Abstract

Since the fall of the Soviet bloc and the various transformations in China since the late 1980s and early 1990s, scholars in both China and other regions have begun to use the term “civil society” to denote a realm of political practice separate from the state. Even today, the Chinese philosophy professor Han Lixin uses the term to denote future possibilities for China. However, unlike earlier works on civil society that attempt to guide China through Western liberal theory, Han explicitly draws on the Japanese “civil society Marxists,” such as Hirata Kiyoaki and Mochizuki Seiji. This essay in some ways mimics Han’s attempt to bring together Japanese Marxist theory and contemporary Chinese reality, but claims that reexamining theories of civil society in Japan should lead us to emphasize the logic of capital in understanding Chinese society and envisioning a future for socialism.
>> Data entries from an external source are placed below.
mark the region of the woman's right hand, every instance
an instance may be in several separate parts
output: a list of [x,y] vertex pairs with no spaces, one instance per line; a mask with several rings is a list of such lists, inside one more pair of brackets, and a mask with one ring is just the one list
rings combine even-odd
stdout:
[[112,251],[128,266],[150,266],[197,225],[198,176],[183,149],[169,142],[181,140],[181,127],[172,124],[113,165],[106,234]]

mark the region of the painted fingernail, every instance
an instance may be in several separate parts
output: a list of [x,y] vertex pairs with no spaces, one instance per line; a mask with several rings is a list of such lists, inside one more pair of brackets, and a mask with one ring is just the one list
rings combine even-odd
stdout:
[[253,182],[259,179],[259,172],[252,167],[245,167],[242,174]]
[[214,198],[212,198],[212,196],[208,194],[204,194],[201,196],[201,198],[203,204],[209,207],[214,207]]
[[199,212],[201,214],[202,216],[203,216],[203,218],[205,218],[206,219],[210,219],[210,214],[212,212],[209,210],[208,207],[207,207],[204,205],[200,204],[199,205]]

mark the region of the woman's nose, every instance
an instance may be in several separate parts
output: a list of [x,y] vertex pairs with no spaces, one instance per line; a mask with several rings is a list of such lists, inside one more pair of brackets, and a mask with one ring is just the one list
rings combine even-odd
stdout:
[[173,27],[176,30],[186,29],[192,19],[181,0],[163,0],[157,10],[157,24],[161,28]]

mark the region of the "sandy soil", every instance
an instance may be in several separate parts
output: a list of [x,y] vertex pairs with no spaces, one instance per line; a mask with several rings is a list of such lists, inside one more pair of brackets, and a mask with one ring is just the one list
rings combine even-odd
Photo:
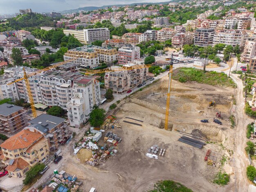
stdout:
[[[111,131],[123,140],[118,145],[117,154],[103,165],[93,167],[81,163],[72,154],[71,146],[63,155],[65,159],[63,169],[83,181],[86,191],[93,187],[99,192],[144,192],[162,179],[179,182],[194,191],[234,191],[234,155],[230,152],[234,152],[235,147],[236,132],[230,128],[228,119],[233,110],[234,90],[173,81],[169,118],[172,131],[166,131],[161,128],[164,123],[166,81],[163,79],[121,101],[111,112],[116,115],[122,126]],[[214,107],[209,106],[211,100],[216,102]],[[222,125],[213,122],[216,113],[220,111],[223,116]],[[200,123],[203,118],[209,119],[210,123]],[[142,126],[123,122],[124,120]],[[200,131],[209,143],[198,149],[180,143],[177,140],[182,134],[176,130],[189,133]],[[83,133],[81,130],[80,134]],[[77,138],[79,136],[78,134]],[[158,159],[145,155],[154,144],[166,150],[164,156]],[[220,168],[207,165],[204,159],[208,149],[226,157],[227,161]],[[221,170],[231,175],[230,184],[225,187],[211,182]]]

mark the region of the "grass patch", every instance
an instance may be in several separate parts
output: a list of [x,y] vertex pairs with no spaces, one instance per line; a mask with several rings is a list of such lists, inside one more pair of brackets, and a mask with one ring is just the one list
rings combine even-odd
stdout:
[[171,180],[164,180],[157,181],[154,185],[154,189],[148,192],[193,192],[179,183]]
[[251,108],[249,103],[246,102],[245,107],[245,114],[250,117],[256,118],[256,112],[254,112]]
[[252,123],[250,124],[248,124],[248,125],[247,125],[246,137],[247,137],[248,138],[250,138],[250,137],[251,137],[251,132],[252,132],[253,133],[253,131],[254,131],[253,124],[254,124],[254,123]]
[[229,182],[229,176],[225,172],[222,173],[220,171],[212,182],[220,185],[227,185]]
[[236,119],[235,118],[235,116],[233,115],[231,115],[229,117],[229,121],[231,122],[231,127],[234,127],[236,126]]
[[196,81],[213,86],[236,87],[236,85],[227,75],[216,71],[206,71],[193,68],[180,67],[173,71],[173,79],[181,83]]
[[116,104],[115,103],[113,103],[109,107],[109,109],[114,109],[116,108],[117,106],[117,104]]

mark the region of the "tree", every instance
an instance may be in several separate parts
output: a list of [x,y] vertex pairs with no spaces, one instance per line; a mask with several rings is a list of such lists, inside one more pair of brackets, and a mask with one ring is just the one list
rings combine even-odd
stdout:
[[104,122],[106,111],[103,109],[100,109],[98,107],[95,107],[94,109],[90,114],[89,121],[92,127],[99,127]]
[[95,41],[94,42],[92,42],[92,45],[96,45],[97,46],[101,47],[102,45],[102,43],[103,43],[103,41],[100,41],[99,40],[97,40]]
[[153,55],[150,55],[145,59],[144,63],[146,65],[151,64],[155,62],[155,57]]
[[107,99],[113,99],[114,96],[113,96],[113,91],[111,89],[108,89],[106,92],[105,97]]
[[58,106],[54,106],[48,109],[47,113],[49,115],[61,117],[64,114],[64,110]]
[[245,147],[245,151],[249,153],[254,153],[255,150],[254,149],[254,144],[251,141],[249,141],[246,143],[247,146]]
[[20,65],[22,63],[22,55],[18,48],[14,48],[12,49],[11,55],[14,65]]
[[256,169],[252,165],[249,165],[246,168],[246,175],[250,180],[253,181],[256,177]]
[[26,178],[23,180],[23,184],[27,185],[32,183],[34,178],[43,170],[45,167],[45,165],[44,164],[38,163],[32,167],[26,173]]

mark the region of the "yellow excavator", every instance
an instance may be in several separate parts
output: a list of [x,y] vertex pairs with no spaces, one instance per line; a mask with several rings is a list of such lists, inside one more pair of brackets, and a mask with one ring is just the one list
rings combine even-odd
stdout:
[[211,107],[211,106],[214,106],[214,105],[215,105],[215,101],[213,101],[213,100],[212,100],[209,103],[209,107]]

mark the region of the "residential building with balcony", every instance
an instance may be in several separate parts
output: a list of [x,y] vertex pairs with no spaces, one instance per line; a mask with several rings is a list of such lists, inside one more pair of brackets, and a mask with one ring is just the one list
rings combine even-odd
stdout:
[[29,125],[24,129],[39,133],[48,140],[50,151],[58,148],[70,138],[72,132],[64,123],[65,118],[47,114],[42,114],[29,122]]
[[185,45],[193,43],[193,33],[186,32],[176,33],[172,38],[172,45],[175,48],[182,48]]
[[122,47],[118,49],[118,64],[124,65],[132,60],[140,58],[140,49],[130,45]]
[[[128,69],[132,66],[141,66],[141,68],[106,72],[104,77],[105,87],[111,89],[114,93],[122,94],[142,83],[148,76],[148,68],[143,67],[143,65],[144,64],[130,63],[124,65],[122,67]],[[118,66],[111,67],[117,71],[121,68]]]
[[99,82],[94,78],[81,77],[74,80],[72,96],[67,104],[70,126],[83,126],[95,105],[99,105],[101,94]]
[[108,28],[83,29],[84,40],[90,43],[96,40],[105,40],[110,39],[110,32]]
[[47,139],[43,134],[22,130],[0,145],[3,154],[2,162],[8,165],[10,176],[21,177],[38,163],[43,163],[49,156]]
[[172,28],[163,28],[157,31],[157,40],[160,41],[165,41],[166,40],[171,39],[177,33],[177,31],[173,30]]
[[245,46],[247,37],[248,34],[245,31],[224,29],[217,31],[214,34],[213,44],[223,43],[233,47],[238,45],[242,47]]
[[249,63],[251,58],[256,56],[256,38],[247,39],[245,41],[245,48],[241,54],[241,61]]
[[200,47],[212,45],[215,34],[213,29],[198,29],[194,34],[194,44]]
[[12,135],[27,125],[23,107],[9,103],[0,105],[0,132]]

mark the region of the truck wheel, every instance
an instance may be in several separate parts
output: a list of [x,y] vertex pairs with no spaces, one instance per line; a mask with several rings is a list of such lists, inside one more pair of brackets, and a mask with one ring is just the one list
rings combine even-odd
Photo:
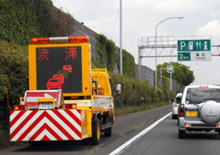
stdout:
[[185,135],[186,135],[185,130],[180,130],[180,129],[179,129],[179,139],[185,138]]
[[105,129],[104,134],[106,137],[111,137],[112,135],[112,127]]
[[101,124],[100,120],[96,117],[92,122],[92,144],[97,145],[100,142],[101,137]]

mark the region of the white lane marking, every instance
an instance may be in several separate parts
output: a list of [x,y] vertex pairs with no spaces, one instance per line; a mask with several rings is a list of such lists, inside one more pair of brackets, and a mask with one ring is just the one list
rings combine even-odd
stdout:
[[153,129],[155,126],[157,126],[160,122],[162,122],[163,120],[165,120],[169,115],[171,114],[168,113],[165,116],[163,116],[162,118],[160,118],[159,120],[157,120],[156,122],[154,122],[153,124],[151,124],[149,127],[147,127],[146,129],[144,129],[143,131],[141,131],[140,133],[138,133],[136,136],[134,136],[133,138],[131,138],[129,141],[127,141],[126,143],[124,143],[123,145],[121,145],[119,148],[117,148],[116,150],[114,150],[113,152],[111,152],[109,155],[118,155],[121,154],[124,150],[126,150],[131,143],[133,143],[134,141],[137,141],[140,137],[144,136],[146,133],[148,133],[151,129]]

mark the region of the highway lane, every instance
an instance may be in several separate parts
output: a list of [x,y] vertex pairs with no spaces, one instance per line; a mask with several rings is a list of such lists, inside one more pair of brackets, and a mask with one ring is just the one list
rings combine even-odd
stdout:
[[215,133],[189,133],[178,139],[177,120],[171,116],[132,143],[121,155],[217,155],[220,154],[220,136]]
[[98,154],[107,155],[126,141],[137,135],[146,127],[154,123],[171,111],[171,105],[153,110],[132,113],[116,118],[111,137],[102,135],[101,143],[97,146],[84,145],[82,142],[51,143],[43,146],[12,147],[0,151],[0,154]]

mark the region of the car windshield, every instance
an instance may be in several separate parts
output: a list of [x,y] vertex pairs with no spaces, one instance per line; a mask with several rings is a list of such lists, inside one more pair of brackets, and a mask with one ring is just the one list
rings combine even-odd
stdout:
[[189,88],[186,94],[186,102],[198,104],[213,100],[220,102],[220,89],[217,88]]

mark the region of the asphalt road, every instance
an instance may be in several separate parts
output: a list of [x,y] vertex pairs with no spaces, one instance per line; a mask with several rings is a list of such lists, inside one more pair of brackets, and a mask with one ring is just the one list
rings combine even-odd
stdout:
[[177,120],[169,116],[121,155],[219,155],[219,141],[215,132],[191,132],[185,139],[178,139]]
[[[88,144],[85,145],[82,142],[50,143],[35,147],[27,144],[25,146],[17,146],[1,150],[0,154],[109,154],[170,111],[171,105],[168,105],[153,110],[146,110],[143,112],[117,117],[113,126],[112,136],[105,137],[102,135],[101,143],[97,146]],[[203,139],[198,138],[198,136],[193,137],[194,138],[192,139],[180,141],[177,138],[176,120],[171,120],[171,117],[169,117],[147,133],[143,138],[133,143],[122,154],[161,154],[161,149],[163,149],[163,151],[168,151],[167,153],[163,152],[162,154],[172,154],[174,147],[175,150],[177,148],[177,150],[174,151],[175,153],[181,153],[179,152],[178,145],[183,145],[182,151],[184,151],[186,147],[194,145],[195,142],[198,144],[197,148],[193,149],[196,152],[196,150],[200,149],[198,148],[199,146],[207,146],[206,143],[204,143],[203,146],[200,144],[201,142],[197,142],[204,139],[208,141],[212,140],[216,142],[217,145],[218,139],[214,139],[216,136],[212,136],[213,138],[211,139],[210,136],[203,136]],[[186,142],[186,144],[184,142]],[[210,145],[213,146],[212,144]],[[209,152],[209,150],[213,150],[211,148],[208,150],[210,145],[208,145],[206,153]],[[141,148],[139,146],[141,146]],[[217,148],[218,147],[216,146],[216,149]],[[191,153],[188,152],[188,154]]]

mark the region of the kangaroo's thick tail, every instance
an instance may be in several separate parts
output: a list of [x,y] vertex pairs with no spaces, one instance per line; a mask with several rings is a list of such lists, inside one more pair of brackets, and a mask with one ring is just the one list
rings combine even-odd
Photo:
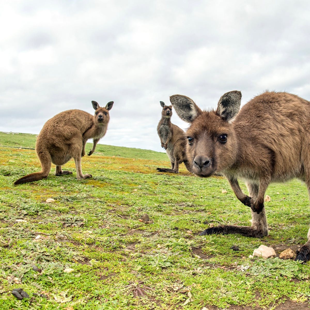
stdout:
[[48,172],[47,174],[43,173],[42,171],[39,172],[34,172],[27,175],[24,176],[23,176],[20,179],[18,179],[14,182],[14,185],[18,185],[19,184],[22,184],[23,183],[27,183],[27,182],[32,182],[34,181],[38,181],[42,180],[42,179],[46,178],[48,175]]
[[51,170],[51,155],[46,152],[41,151],[37,149],[38,157],[41,162],[42,170],[38,172],[33,172],[30,174],[27,175],[18,179],[14,182],[14,185],[22,184],[28,182],[32,182],[34,181],[38,181],[42,179],[47,178]]

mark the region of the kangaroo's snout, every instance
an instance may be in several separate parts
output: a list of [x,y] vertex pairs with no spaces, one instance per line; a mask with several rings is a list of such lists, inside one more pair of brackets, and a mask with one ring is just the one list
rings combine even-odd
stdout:
[[197,156],[194,159],[193,165],[196,167],[199,168],[201,170],[204,168],[206,168],[211,165],[210,159],[206,156]]
[[200,176],[209,176],[212,174],[212,160],[203,155],[197,155],[193,162],[192,172]]

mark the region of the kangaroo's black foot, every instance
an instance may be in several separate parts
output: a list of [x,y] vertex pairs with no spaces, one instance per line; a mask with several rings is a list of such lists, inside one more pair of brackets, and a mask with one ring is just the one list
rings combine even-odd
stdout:
[[308,262],[310,260],[310,245],[305,244],[303,246],[299,251],[296,251],[297,255],[295,260],[300,260],[302,262]]

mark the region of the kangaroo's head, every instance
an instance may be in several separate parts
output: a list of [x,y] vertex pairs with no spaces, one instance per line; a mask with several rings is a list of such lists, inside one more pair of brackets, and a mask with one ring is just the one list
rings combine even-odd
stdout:
[[159,102],[160,102],[160,105],[162,107],[162,116],[165,118],[170,118],[172,115],[172,106],[166,105],[165,103],[162,101],[160,101]]
[[109,111],[112,108],[113,106],[113,101],[110,101],[107,104],[107,105],[104,108],[101,108],[99,106],[98,103],[95,101],[92,101],[93,107],[96,110],[95,115],[94,117],[94,121],[95,124],[99,125],[106,125],[110,120],[110,115]]
[[238,113],[240,92],[234,91],[221,97],[216,110],[203,111],[190,98],[181,95],[170,97],[177,114],[191,125],[186,133],[188,170],[202,177],[225,170],[235,162],[238,150],[231,120]]

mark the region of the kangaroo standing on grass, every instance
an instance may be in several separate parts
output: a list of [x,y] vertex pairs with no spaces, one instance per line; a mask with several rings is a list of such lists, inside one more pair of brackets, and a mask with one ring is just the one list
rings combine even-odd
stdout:
[[55,175],[72,174],[70,171],[63,170],[61,166],[72,157],[75,162],[77,178],[91,177],[91,175],[82,173],[81,159],[85,155],[87,140],[94,139],[92,148],[87,154],[90,156],[98,141],[105,134],[110,120],[109,111],[114,103],[108,103],[105,108],[100,108],[95,101],[91,103],[96,110],[94,116],[80,110],[68,110],[55,115],[44,124],[36,144],[42,170],[21,178],[15,185],[47,177],[52,162],[56,165]]
[[166,105],[160,101],[162,107],[162,118],[157,126],[157,132],[160,138],[162,147],[166,152],[171,162],[171,169],[157,168],[160,172],[179,173],[179,166],[185,160],[186,140],[185,133],[179,127],[171,122],[172,106]]
[[[310,194],[310,102],[287,93],[267,91],[238,113],[241,99],[240,91],[226,93],[216,110],[207,112],[185,96],[170,97],[179,116],[191,124],[186,133],[189,171],[201,177],[222,174],[237,198],[251,208],[251,226],[220,225],[201,235],[267,236],[264,198],[271,182],[298,178]],[[249,196],[240,188],[239,178],[245,180]],[[296,260],[310,260],[310,229],[308,238]]]

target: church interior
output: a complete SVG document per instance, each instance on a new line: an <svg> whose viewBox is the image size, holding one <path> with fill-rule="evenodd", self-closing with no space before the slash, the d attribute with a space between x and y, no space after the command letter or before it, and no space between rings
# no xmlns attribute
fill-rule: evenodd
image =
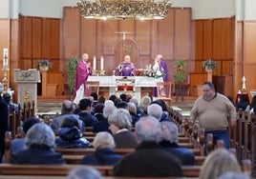
<svg viewBox="0 0 256 179"><path fill-rule="evenodd" d="M154 64L158 54L161 54L167 65L168 81L172 82L170 105L175 110L173 116L181 123L181 128L182 126L184 140L187 143L194 141L191 142L193 147L189 148L198 154L197 167L202 166L204 156L202 154L200 132L197 131L197 136L193 135L195 129L188 127L188 122L181 118L189 117L205 81L212 82L216 91L230 97L234 104L239 96L252 101L256 94L253 72L256 68L256 11L253 10L256 2L172 0L167 1L170 6L164 18L146 20L127 14L107 20L85 18L83 13L86 9L81 10L77 2L1 0L0 82L4 91L11 92L12 101L21 106L24 104L24 108L27 102L32 103L33 111L28 111L28 115L33 113L49 120L49 116L60 112L62 101L74 100L75 67L73 63L77 62L83 53L89 54L93 68L89 79L99 81L96 90L98 96L106 99L111 94L126 92L126 87L117 88L119 76L115 70L124 56L130 55L138 72L133 77L135 89L128 93L140 100L144 95L152 95L152 89L157 87L158 81L158 78L147 76L143 71ZM45 60L50 67L40 70L39 62ZM181 61L183 78L179 81L177 72L181 70L178 68ZM213 70L204 67L206 61L214 62ZM231 143L239 149L237 156L241 165L243 159L252 162L247 167L253 177L255 118L239 112L238 118L241 119L238 125L241 128L229 131L233 137ZM196 137L197 141L194 140ZM123 154L128 150L118 152ZM66 155L71 164L77 162L77 157L70 157L73 154ZM52 171L52 174L33 168L39 173L38 178L40 175L53 177L53 172L56 172L53 178L58 178L58 175L63 178L73 167L53 169L45 166L44 169ZM111 175L111 168L96 169L104 178L115 179ZM191 178L198 178L200 169L183 168ZM19 167L14 169L15 174L11 169L9 166L0 165L0 178L5 172L8 175L19 174ZM23 174L30 175L26 167L20 167L20 169L23 169ZM23 174L20 172L20 175Z"/></svg>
The essay introduces the complex theorization of civil society by an often overlooked Marxist, Kakehashi Akihide. Kakehashi explicitly grasps civil society in relation to more fundamental categories in Marx’s work, such as the commodity form. In this way, he points the way to a deeper understanding of the dynamic of capitalism and by extension the history of particular regions of the world, such as China. However, in the 1960s and early 1970s when the “civil society Marxists” Hirata Kiyoaki and Mochizuki Seiji popularized their reading of Marx, they focused on civil society as a moment of liberation without stressing the totalizing dynamic of capitalism. The essay discusses Han’s use of Hirata and Mochizuki, before returning to the problem of how thinking of capitalism as a totalizing dynamic could further illuminate issues of post-1949 and contemporary China. In short, I argue that civil society is always already imbricated in a more fundamental logic of producing surplus value, which serves to undermine the freedom that civil society is supposed to realize. Hence a true theory of human emancipation must focus on the totalizing logic of capitalism and how to overcome it.